Japan Growth Strategy Eyes 370 Trillion Yen in 17 Sectors by 2040
- Japan's Growth Strategy Council maps 17 strategic sectors including AI, semiconductors and shipbuilding
- Combined public-private investment is estimated at about 370 trillion yen through fiscal 2040
- The aim is national-scale resource allocation to drive industrial upgrading and supply-chain reshaping
- For supply chains and investors it flags where Japan is placing its bets for the next decade-plus
Japan's Growth Strategy Council has set the tone for this summer's strategy, targeting 17 strategic sectors including AI, semiconductors and shipbuilding, with combined public-private investment estimated at about 370 trillion yen through fiscal 2040. The figure matters less as a forecast than as a national resource-allocation map showing where Japan intends to put money and talent over the next decade-plus.

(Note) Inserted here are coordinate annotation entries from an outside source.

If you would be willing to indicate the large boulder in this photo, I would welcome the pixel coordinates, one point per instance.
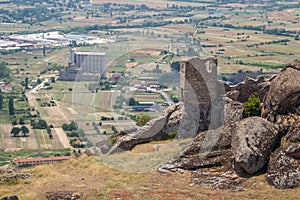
(284, 94)
(293, 134)
(208, 149)
(253, 140)
(233, 111)
(284, 167)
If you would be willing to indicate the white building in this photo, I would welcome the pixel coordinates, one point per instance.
(88, 61)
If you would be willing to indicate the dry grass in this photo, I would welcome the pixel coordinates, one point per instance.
(98, 181)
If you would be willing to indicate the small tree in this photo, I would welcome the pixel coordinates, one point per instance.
(42, 124)
(15, 131)
(22, 121)
(252, 106)
(114, 129)
(24, 130)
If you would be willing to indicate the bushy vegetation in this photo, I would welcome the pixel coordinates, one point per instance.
(252, 106)
(70, 127)
(143, 120)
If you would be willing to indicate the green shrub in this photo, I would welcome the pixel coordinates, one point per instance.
(252, 106)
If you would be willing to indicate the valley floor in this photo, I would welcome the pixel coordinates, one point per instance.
(98, 181)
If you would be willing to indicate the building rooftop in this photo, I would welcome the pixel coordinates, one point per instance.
(90, 53)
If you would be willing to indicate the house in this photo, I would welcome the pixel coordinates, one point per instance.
(41, 161)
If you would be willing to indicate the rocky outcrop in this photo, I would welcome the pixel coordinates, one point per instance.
(63, 195)
(284, 94)
(209, 149)
(242, 91)
(246, 143)
(202, 94)
(293, 133)
(253, 140)
(218, 180)
(155, 130)
(233, 111)
(284, 167)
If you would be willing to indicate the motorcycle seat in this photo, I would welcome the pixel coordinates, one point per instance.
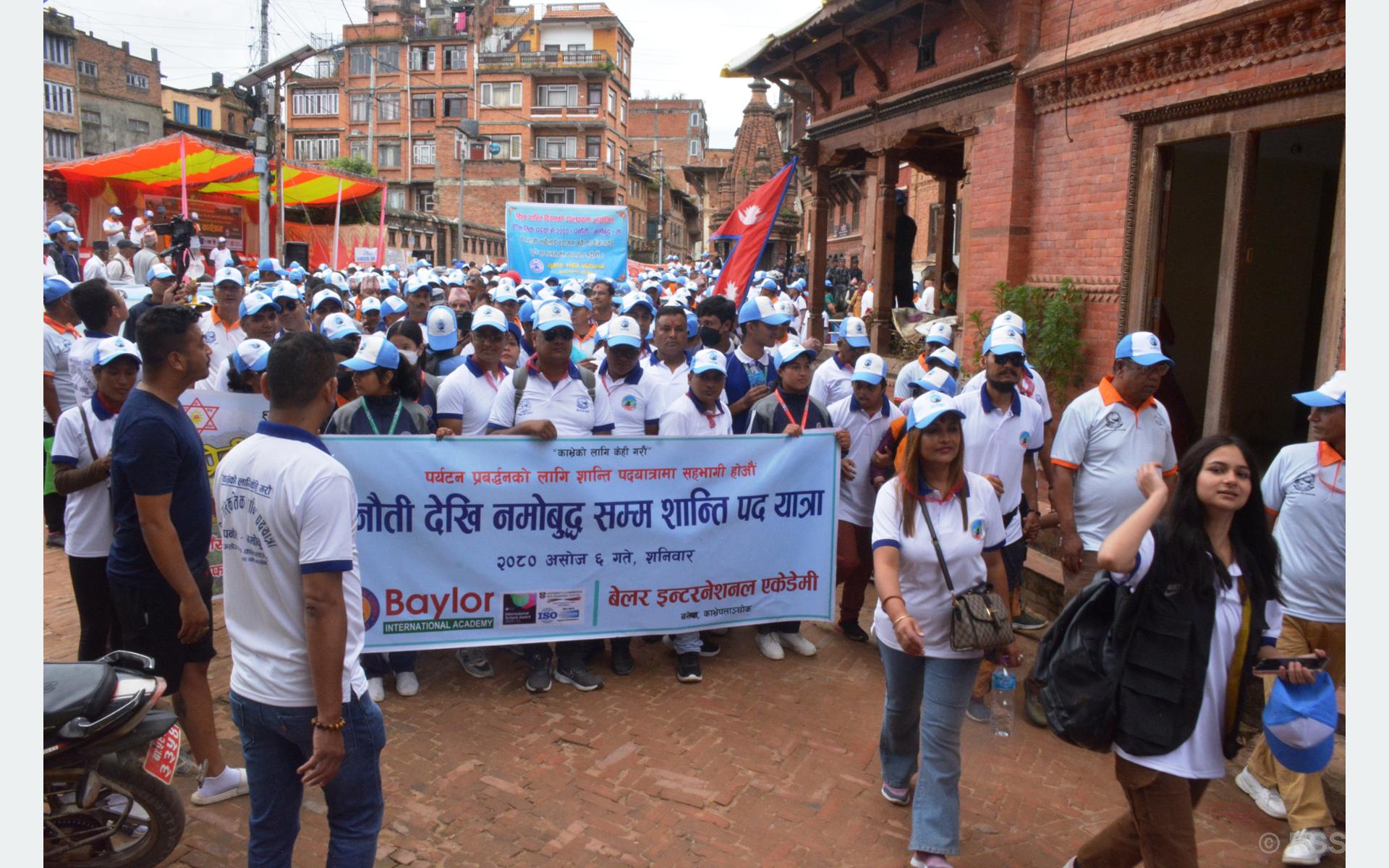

The named fields share a trait: they need long-term, large-scale, public-private capital. AI and semiconductors are contested strategic heights; shipbuilding ties to economic security and logistics, and private firms alone find the risk too high and payback too slow, so the state shares risk via subsidies, tax measures and procurement. The 370-trillion-yen estimate reflects this team-Japan industrial-policy thinking. Note the gap between an estimate and actual spending, this is a long-range projection, not budgeted funds, and depends on financing, political continuity and private follow-through. For Taiwan, the implications are concrete: complementary strength in semiconductors and supply chains, demand for shipbuilding, energy and infrastructure suppliers, and a starting list for policy-beneficiary stocks subject to company fundamentals. Watch the formal summer strategy, sector budgets and how it maps to the Honebuto 17 sectors.